A Gaza la situazione è oltre ogni limite: secondo l’ultimo report delle Nazioni Unite, sono stati evacuati e spostati di qui e di là il 90 per cento dei gazawi e alcuni di loro diverse volte. Solo ad agosto l’esercito israeliano ha dato 12 ordini di evacuazione, in media uno ogni due giorni, forzando 250 mila persone a muoversi per l’ennesima volta. Ogni spostamento include portare meno cose possibile e trovarsi in un’area sovraffollata, senza acqua e senza medicine.
A Deir al Balah l’acqua potabile rimasta è il 30 per cento rispetto all’inizio della guerra, gli impianti di desalinizzazione e l’acquedotto sono in tilt. Epatite A, polio e infezioni sono relative anche alla mancanza di cloro per ripulire l’acqua. In questo quadro le vaccinazioni in corso in una parte della Striscia contro la polio dei bambini diventano quasi una beffa.
Intanto le famiglie degli ostaggi (101 rimasti vivi) continuano le proteste. L’ultima contestazione riguarda un evento organizzato dal governo per il 7 ottobre. Un centinaio di ex-ostaggi e familiari hanno scritto al ministro dei trasporti Miri Regev che sta organizzando la cerimonia a Ofakim nel sud del Paese, che i nomi dei loro cari e le loro foto non possono essere utilizzati: “siamo contrari all’uso cinico dei nomi degli ostaggi che lo Stato ha abbandonato per quasi un anno”.

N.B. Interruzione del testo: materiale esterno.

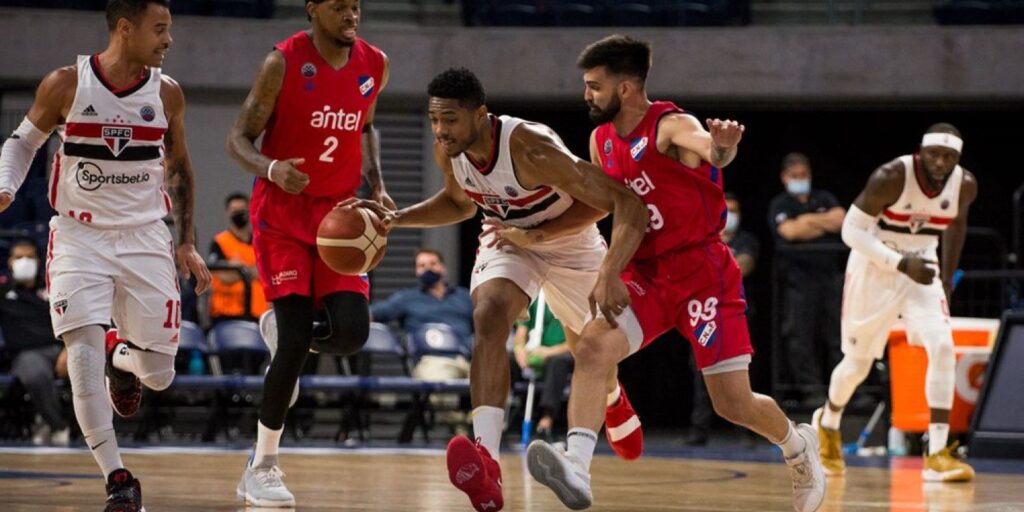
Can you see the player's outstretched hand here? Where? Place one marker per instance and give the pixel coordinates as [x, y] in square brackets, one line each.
[919, 269]
[190, 263]
[725, 133]
[503, 236]
[387, 215]
[286, 174]
[5, 201]
[610, 296]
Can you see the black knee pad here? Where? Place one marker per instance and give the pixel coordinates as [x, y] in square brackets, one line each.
[347, 321]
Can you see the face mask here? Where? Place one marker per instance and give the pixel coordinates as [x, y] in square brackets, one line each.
[24, 268]
[240, 219]
[799, 186]
[731, 222]
[429, 279]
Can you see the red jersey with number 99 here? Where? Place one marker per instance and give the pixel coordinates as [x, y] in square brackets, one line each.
[321, 112]
[686, 205]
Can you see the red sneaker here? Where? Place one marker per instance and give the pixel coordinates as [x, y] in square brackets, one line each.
[124, 388]
[473, 471]
[622, 427]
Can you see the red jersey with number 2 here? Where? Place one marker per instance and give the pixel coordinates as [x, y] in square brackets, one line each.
[686, 205]
[321, 112]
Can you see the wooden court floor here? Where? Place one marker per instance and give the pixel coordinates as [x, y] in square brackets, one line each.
[399, 481]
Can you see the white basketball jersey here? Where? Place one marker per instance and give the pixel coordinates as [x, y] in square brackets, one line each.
[109, 172]
[497, 189]
[915, 221]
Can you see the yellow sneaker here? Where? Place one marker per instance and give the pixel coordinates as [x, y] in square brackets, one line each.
[944, 466]
[832, 446]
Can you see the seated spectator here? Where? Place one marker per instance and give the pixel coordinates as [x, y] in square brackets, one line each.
[38, 357]
[433, 301]
[233, 247]
[544, 350]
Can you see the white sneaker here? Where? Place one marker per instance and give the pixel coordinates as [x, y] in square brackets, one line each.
[560, 473]
[262, 486]
[808, 476]
[268, 331]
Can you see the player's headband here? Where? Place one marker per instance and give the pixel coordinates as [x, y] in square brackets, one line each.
[944, 139]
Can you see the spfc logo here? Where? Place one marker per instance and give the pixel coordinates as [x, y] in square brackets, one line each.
[117, 138]
[60, 306]
[637, 147]
[366, 86]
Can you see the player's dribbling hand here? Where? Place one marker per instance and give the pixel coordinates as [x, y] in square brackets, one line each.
[503, 236]
[725, 133]
[386, 215]
[287, 175]
[919, 269]
[610, 296]
[190, 263]
[5, 201]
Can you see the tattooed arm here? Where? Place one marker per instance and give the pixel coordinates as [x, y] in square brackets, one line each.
[181, 184]
[252, 121]
[372, 150]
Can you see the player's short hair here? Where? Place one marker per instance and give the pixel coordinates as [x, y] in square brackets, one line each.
[795, 159]
[426, 250]
[25, 242]
[619, 54]
[944, 128]
[235, 196]
[129, 9]
[460, 84]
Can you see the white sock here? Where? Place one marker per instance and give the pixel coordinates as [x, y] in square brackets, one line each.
[829, 418]
[613, 396]
[581, 442]
[267, 441]
[103, 444]
[793, 444]
[938, 435]
[487, 425]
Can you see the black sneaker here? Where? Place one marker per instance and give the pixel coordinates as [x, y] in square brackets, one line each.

Regev ha risposto che la cerimonia avrà luogo e si prevede che siano proiettati film sull’assalto di Hamas. In un editoriale su Haaretz, Gideon Levy scrive che Israele “è la nazione delle cerimonie” e che c’è una disputa in corso su quali cantanti andranno di qua o di là. “Era parecchio tempo che non si discuteva con toni così accessi – rimarca Levy – Per di più l’argomento è una cerimonia per una guerra che non è ancora finita. Inoltre il 7 ottobre non ha bisogno di essere ricordato, è presente ogni momento col pensiero agli ostaggi morti e vivi”.